By Cao Siqi Source:Global Times Published: 2018/9/5 23:23:42

Poorer students hope to climb social strata with diligence


A story on the gap in social status and family background stigma faced by students from poor areas studying in China's top universities is trending on Chinese social media.

Chinese netizens are engaged in heated discussions on whether college education could give them a chance to shake off poverty, change their destiny and even an opportunity to narrow the social status gap.

The story, published by the China Youth Daily on Tuesday, tells of a student, Cui Shaoyang (pseudonym), from Huize county, Southwest China's Yunnan Province who received an offer from Peking University while helping his parents work on a construction site.

In the story, another student, Deng Fenghua (pseudonym), who also came from Cui's hometown and graduated from Peking University in 2017 and is pursuing graduate studies at Tsinghua University right now, wrote a letter to Cui, which said, "There are still some problems that diligence cannot solve. Even if we attend Peking University, we remain the 'mirror image' of millions of migrant workers."

"The story strikes a raw nerve among us.
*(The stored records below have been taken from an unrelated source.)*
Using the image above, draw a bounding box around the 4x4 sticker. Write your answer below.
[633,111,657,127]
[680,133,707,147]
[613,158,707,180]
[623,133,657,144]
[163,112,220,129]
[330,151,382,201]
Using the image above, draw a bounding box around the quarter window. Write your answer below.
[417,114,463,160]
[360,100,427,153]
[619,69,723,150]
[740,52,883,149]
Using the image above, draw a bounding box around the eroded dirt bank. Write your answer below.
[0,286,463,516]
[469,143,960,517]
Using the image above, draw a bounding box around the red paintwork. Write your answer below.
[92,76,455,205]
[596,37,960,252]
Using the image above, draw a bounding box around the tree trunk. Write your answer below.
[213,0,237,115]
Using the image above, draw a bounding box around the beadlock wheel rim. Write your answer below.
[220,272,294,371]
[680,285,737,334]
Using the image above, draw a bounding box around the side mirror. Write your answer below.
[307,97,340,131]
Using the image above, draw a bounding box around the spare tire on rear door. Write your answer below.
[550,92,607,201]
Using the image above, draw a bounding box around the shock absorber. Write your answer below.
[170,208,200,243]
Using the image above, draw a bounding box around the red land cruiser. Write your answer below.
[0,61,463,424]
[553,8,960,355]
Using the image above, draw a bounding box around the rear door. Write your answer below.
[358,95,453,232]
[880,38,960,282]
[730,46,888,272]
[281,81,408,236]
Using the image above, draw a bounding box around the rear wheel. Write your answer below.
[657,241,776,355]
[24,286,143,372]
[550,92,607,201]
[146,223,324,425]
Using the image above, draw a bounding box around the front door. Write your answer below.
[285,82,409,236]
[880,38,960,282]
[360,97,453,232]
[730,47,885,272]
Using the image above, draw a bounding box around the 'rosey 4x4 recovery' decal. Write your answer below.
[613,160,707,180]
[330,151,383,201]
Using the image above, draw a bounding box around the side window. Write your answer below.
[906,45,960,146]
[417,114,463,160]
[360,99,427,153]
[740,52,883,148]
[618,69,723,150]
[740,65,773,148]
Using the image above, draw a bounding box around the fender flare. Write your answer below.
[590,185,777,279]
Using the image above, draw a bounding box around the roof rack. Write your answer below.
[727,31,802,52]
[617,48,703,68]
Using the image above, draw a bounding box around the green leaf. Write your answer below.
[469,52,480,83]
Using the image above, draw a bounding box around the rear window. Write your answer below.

It really scared me when I found that one-third of my classmates were offered admission and did not have to pass the college entrance examinations," Ma Lin, a graduate from a top university in Beijing, told the Global Times.

Most schools which have the right to offer special admissions are located in urban areas, which value students with exceptional abilities, so they dont have to pass the national college entrance examinations. But the exam is the only way for many students in rural areas to get into college.

"I have never met a foreign teacher before and could not understand what he was talking about during class. It was really humiliating," Ma said.

Another student surnamed Tao, who also came to Peking University from a poor village, told the Global Times that "the story shed light on my own experience. However, although the social class has been solidified, we should never give up trying."

"The gap in social classes has existed in every era and in every country. In China, the college entrance examinations continue to provide a fair chance for students born into poor families to change their destiny," Peking University professor Zhang Yiwu told the Global Times.

Society has not been solidified. Otherwise, those students would not have had the chance to enter prestigious universities, Zhang said.

Zhang noted that China has been making huge efforts to help them.

Since 2014, students from rural areas have been allowed lower entrance test scores and have had two percent of 95 key universities' slots allocated to them. Another program in poverty-stricken areas found university slots for 183,000 students from impoverished counties from 2012 to 2015.